Establishing a coordinated network of care delivery around individual patients and promoting ongoing patient engagement can help prevent this type of vicious cycle from taking shape. This will be the ultimate test for ACOs. It is the key to ensuring ongoing treatment compliance among ACO patient populations and performing well-timed health interventions if needed. 

For an ACO to succeed, buy-in from the providers is critical. You need to help doctors understand why this is not just another government mandate, and how their practice maps to the overall goal of your ACO. Over-communication should be the goal. The more communication you can have with your providers, and the more specific you can be with data and guidance to meet performance benchmarks, the better.

But more than that, a successful ACO will effectively communicate why participation is not only an opportunity for providers to improve the care they deliver, but also be rewarded financially by the government not just for visits and procedures, but for succeeding in being more proactive and integrated.

Asking tough questions at the outset can avoid large headaches down the road.

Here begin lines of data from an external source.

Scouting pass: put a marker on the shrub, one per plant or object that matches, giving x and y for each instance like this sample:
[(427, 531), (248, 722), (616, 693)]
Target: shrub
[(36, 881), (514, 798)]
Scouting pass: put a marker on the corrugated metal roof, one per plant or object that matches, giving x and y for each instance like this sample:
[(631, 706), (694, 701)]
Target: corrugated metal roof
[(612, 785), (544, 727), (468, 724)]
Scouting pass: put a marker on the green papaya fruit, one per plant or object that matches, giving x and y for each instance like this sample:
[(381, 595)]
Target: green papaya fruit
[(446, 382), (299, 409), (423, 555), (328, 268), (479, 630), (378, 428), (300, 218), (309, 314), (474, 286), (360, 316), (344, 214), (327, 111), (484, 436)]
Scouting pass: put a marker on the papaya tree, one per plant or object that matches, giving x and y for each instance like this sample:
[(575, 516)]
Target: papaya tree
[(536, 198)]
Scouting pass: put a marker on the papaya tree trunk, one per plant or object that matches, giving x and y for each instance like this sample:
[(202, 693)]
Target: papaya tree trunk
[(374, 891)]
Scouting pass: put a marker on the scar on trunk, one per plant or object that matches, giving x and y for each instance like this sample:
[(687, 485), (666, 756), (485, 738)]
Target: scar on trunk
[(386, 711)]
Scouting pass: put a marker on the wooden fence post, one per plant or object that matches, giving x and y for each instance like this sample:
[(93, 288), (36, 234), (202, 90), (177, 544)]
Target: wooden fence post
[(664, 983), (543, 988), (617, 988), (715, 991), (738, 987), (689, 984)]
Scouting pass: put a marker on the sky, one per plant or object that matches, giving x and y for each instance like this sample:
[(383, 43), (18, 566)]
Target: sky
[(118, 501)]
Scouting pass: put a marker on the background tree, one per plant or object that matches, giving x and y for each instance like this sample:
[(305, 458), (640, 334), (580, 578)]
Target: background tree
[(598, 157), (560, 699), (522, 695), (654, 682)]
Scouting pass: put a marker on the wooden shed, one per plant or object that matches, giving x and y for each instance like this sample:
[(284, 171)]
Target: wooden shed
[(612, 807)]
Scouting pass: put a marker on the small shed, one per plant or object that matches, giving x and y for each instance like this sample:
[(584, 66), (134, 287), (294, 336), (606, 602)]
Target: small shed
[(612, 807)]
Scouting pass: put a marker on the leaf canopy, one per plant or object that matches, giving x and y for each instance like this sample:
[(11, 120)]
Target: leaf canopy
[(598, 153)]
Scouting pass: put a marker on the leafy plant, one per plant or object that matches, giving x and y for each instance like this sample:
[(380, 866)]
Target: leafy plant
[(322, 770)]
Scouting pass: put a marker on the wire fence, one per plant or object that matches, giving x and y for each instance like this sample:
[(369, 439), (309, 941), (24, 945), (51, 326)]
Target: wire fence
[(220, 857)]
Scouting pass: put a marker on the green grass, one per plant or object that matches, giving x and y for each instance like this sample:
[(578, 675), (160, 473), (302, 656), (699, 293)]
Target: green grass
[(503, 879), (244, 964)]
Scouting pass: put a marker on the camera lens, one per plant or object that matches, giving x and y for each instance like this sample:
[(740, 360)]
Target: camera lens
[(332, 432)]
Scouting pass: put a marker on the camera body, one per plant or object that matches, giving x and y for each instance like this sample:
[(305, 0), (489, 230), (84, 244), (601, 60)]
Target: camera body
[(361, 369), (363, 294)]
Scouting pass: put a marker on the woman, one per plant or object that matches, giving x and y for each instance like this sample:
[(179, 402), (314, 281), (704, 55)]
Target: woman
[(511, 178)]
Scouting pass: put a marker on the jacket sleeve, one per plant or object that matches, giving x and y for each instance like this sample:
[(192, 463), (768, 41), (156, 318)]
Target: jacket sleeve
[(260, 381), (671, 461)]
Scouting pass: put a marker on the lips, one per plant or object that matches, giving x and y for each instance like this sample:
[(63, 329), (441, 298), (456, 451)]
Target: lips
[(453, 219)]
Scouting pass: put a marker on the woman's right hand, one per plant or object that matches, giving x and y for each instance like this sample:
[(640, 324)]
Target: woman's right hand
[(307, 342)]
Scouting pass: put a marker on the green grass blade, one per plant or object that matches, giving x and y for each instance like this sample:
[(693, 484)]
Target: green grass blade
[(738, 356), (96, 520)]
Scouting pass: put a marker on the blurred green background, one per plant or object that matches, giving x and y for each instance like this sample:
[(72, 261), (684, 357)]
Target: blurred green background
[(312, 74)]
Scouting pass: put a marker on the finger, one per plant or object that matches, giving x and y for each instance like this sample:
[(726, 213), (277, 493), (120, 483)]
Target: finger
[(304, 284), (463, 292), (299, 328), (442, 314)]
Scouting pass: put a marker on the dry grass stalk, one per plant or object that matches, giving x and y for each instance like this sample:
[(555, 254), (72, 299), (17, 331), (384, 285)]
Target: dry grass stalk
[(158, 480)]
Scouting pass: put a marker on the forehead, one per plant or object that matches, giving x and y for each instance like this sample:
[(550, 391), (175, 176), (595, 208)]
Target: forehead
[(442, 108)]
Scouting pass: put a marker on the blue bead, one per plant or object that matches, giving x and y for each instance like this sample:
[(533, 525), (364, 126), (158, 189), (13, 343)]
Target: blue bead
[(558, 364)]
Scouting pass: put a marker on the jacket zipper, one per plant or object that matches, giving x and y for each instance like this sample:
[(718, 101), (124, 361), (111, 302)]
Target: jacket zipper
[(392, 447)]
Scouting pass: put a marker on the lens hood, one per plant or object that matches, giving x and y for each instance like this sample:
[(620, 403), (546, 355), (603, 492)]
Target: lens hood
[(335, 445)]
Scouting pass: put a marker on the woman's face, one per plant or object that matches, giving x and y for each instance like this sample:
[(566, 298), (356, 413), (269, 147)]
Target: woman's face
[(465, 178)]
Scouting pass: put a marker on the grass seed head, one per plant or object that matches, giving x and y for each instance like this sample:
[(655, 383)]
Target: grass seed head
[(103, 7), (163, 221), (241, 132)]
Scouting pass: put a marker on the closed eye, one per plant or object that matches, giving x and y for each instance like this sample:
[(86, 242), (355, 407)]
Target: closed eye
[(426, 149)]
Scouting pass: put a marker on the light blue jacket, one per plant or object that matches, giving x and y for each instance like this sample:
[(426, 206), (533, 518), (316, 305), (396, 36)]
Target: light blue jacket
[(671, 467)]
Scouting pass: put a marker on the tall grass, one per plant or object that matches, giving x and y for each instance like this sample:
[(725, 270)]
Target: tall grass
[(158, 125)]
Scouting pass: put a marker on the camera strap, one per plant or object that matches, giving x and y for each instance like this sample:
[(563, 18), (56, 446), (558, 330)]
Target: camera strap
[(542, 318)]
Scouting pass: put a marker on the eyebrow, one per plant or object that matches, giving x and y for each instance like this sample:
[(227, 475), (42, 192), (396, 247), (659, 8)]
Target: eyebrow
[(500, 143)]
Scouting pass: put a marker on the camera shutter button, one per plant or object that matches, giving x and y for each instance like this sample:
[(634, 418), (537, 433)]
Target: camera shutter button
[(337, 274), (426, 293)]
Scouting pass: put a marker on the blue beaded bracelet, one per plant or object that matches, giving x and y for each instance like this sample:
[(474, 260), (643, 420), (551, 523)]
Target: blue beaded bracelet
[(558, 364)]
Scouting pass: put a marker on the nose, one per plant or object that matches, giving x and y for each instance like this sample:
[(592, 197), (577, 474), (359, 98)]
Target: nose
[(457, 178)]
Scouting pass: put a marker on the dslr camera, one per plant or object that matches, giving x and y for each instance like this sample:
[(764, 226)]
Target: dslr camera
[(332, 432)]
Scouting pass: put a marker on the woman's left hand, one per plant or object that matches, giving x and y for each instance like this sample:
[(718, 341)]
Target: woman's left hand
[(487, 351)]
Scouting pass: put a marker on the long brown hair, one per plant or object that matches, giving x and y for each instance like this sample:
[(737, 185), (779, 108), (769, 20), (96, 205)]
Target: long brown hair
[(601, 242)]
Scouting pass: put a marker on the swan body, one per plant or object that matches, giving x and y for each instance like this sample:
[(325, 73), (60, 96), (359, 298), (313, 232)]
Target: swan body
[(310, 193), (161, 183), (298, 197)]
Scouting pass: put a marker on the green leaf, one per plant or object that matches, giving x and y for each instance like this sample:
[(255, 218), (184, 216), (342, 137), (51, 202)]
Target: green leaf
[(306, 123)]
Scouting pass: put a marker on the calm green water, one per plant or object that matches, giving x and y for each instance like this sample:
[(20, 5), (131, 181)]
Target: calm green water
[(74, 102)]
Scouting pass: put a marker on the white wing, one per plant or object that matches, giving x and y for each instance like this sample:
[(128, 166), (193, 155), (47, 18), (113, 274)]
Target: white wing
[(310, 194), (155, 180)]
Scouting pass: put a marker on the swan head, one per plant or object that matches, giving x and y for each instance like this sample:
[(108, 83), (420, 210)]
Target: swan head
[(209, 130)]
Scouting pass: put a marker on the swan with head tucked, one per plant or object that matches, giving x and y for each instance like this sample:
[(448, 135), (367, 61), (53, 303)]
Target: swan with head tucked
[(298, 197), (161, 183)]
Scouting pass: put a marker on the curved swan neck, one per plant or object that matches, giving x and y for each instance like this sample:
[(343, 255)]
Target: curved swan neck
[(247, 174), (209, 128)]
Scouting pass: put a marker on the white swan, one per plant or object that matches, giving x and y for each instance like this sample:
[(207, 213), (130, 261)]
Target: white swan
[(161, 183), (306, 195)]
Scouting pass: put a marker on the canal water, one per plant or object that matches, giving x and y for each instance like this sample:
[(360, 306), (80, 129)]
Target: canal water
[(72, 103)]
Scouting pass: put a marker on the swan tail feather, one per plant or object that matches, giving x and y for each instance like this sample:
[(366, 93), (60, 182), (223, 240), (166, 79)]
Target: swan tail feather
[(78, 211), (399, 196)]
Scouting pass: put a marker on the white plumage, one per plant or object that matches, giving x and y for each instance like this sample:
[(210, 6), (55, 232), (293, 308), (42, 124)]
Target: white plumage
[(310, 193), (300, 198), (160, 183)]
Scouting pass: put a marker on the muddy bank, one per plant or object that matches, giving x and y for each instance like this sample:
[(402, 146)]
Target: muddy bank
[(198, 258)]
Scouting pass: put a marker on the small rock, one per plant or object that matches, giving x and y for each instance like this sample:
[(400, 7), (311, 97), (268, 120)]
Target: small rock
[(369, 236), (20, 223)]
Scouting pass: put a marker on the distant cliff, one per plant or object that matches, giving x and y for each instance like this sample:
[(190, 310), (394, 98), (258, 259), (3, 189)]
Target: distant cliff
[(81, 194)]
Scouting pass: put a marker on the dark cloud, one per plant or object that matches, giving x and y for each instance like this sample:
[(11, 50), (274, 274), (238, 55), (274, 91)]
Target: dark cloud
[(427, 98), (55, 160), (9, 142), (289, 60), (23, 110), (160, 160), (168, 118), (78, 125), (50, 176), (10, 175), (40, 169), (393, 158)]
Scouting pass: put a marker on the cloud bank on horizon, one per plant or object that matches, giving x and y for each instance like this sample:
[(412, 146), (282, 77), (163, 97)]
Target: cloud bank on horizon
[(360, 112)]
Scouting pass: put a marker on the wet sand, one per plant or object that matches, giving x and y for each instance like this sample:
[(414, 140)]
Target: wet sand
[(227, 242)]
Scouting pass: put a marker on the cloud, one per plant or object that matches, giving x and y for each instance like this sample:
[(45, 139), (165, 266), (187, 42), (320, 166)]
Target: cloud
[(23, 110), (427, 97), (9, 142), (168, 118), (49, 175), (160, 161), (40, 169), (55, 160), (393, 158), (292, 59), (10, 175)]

If you are considering forming an ACO, consider whether your organization is financially and structurally prepared to take on an ACO model? You need to ensure that you have the wherewithal to adopt an ACO model, which can be a significant departure for most organizations.

It is important to remember that your organization is not compensated unless you can meet the performance benchmarks. It may be a while until you begin seeing a financial reward for participating in accountable care-can you weather the storm and continue to self-fund your ACO?

Another important question is how integrated your organization is. Do you have a delivery system capable of coordinating performance-based care among a large network of traditional healthcare providers, community organizations, family units, and other influencers in the patient’s environment?   Are you willing to measure and move quality and cost performance? That kind of commitment not only calls for strong technology integration but is also a cultural issue. Are your providers ready to shift from deeply ingrained care practices toward a more proactive posture?

Lasting change will not happen overnight. After year one, the earliest Pioneers are acting on lessons learned, adjusting their course, and trying new strategies that will likely be adapted over time. ACOs are directionally on the right track and can accelerate the needed changes in healthcare delivery.   

Mark Wagar is president of Heritage Medical Systems, an affiliate of the Heritage Provider Network (HPN), which includes both HPN’s Heritage California Pioneer ACO as well as Shared Saving ACOs.